Di Wamena kami tertahan selama dua hari karena kesulitan mendapatkan tiket pesawat ke Jayapura. Yah..., maklum menjelang libur Natal dan Tahun Baru. 


Waktu yang ada tentu saja kami manfaatkan berjalan-jalan ke pasar Jibama... pasar terbesar di Wamena. Di sana aku menjumpai beberapa anak muda yang menjual kalung manik-manik. 







Ternyata mahal juga. Untuk seuntai manik-manik plastik dihargai antara Rp. 50.000,- s/d Rp. 100.000,- . Yang dihiasi kulit batang anggrek dengan fokal taring babi harganya Rp. 200.000,- Akhirnya aku putuskan membeli kalung chocker dari seedbeads seharga Rp. 75.000,- .... ceritanya ingin ikut memajukan perekonomian masyarakat lokal di situ.

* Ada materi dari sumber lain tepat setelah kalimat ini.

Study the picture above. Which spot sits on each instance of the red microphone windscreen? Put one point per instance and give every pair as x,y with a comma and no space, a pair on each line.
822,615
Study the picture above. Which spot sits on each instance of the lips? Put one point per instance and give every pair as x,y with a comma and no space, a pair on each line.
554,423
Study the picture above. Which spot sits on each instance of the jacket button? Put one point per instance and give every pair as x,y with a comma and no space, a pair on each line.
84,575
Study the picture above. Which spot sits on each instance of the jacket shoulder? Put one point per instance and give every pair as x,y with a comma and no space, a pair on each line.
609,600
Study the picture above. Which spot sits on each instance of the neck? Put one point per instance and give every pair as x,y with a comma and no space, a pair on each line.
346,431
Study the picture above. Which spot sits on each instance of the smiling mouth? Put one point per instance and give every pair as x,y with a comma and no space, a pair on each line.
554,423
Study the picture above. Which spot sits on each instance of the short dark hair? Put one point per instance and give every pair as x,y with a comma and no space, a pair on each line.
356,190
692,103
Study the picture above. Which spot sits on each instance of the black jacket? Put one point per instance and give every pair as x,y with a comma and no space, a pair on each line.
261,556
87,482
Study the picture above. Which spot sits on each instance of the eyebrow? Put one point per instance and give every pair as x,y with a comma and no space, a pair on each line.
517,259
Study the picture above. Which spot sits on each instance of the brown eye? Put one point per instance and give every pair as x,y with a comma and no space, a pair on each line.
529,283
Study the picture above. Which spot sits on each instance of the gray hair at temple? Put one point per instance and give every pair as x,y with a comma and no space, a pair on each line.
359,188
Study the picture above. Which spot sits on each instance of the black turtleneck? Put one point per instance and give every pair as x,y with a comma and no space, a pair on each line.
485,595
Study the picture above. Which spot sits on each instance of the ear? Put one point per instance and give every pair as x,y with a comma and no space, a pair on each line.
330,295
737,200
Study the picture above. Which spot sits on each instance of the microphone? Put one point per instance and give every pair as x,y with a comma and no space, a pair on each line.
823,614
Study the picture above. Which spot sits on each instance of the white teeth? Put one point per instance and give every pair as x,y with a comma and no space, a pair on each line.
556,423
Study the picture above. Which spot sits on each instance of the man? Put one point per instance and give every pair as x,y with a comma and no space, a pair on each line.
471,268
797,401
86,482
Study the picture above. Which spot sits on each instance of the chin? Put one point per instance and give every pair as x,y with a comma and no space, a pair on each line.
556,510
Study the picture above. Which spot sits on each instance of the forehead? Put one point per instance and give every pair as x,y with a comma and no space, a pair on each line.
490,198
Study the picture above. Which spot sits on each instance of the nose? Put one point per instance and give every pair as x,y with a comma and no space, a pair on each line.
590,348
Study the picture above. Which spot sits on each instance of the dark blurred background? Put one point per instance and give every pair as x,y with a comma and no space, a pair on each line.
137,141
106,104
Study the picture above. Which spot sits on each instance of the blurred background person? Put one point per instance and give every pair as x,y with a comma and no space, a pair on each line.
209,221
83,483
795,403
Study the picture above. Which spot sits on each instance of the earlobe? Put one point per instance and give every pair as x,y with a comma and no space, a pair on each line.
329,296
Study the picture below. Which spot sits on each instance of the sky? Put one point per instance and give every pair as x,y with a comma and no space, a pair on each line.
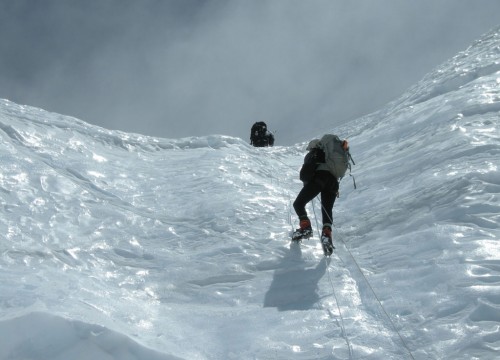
109,251
182,68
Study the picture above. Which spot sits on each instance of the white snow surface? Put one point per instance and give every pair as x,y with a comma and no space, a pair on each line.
122,246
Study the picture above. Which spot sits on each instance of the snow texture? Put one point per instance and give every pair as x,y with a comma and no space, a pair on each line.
122,246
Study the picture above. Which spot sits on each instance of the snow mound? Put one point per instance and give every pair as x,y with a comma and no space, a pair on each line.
122,246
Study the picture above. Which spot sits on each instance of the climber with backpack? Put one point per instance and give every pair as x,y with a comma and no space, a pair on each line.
260,136
324,166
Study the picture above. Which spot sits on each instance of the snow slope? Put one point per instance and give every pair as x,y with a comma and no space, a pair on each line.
121,246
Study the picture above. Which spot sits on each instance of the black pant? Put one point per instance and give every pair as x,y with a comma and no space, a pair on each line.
326,184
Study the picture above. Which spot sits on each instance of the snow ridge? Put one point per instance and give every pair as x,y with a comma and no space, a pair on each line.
124,246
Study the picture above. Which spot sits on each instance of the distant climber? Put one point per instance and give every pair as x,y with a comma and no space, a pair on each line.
260,136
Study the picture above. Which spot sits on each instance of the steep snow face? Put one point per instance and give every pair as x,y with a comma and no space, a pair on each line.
118,245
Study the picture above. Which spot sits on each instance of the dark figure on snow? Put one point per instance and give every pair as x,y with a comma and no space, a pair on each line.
324,165
260,136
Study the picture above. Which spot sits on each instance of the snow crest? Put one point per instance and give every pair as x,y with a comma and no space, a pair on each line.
122,246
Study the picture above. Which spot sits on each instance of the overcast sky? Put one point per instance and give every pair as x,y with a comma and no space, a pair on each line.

Selain ke Pasar Jibama, tentunya kami juga menyempatkan diri menikmati kuliner khas Wamena... Udang Selingkuh.. hahaha.. ini sebenarnya adalah sejenis lobster air tawar yang bahasa kerennya adalah Crayfish. Bentuknya memang seperti lobster, hanya saja capitnya kecil. Rasanya? ENAK!!! tak ada duanya. Disebut udang selingkuh karena rasa dan bentuknya yang merupakan perpaduan udang dan kepiting.




Dari Wamena, perjalanan pulang melalui Jayapura. Aku dan seorang teman memutuskan untuk singgah di Biak, sebuah kota kecil di atas pulau karang indah.

Di sini kami mengunjungi beberapa tempat, sekaligus bernostalgia sedikit, karena lebih dari 15 tahun lalu aku tinggal dan bekerja di Biak selama hampir 4 tahun.

Bosnik di Biak Timur adalah yang pertama kami kunjungi. Beruntung saat itu adalah hari pasar... Layaknya pasar, ada yang jual makanan tentunya... hahaha.. selain pencinta perhiasan, aku juga pencinta makanan.. 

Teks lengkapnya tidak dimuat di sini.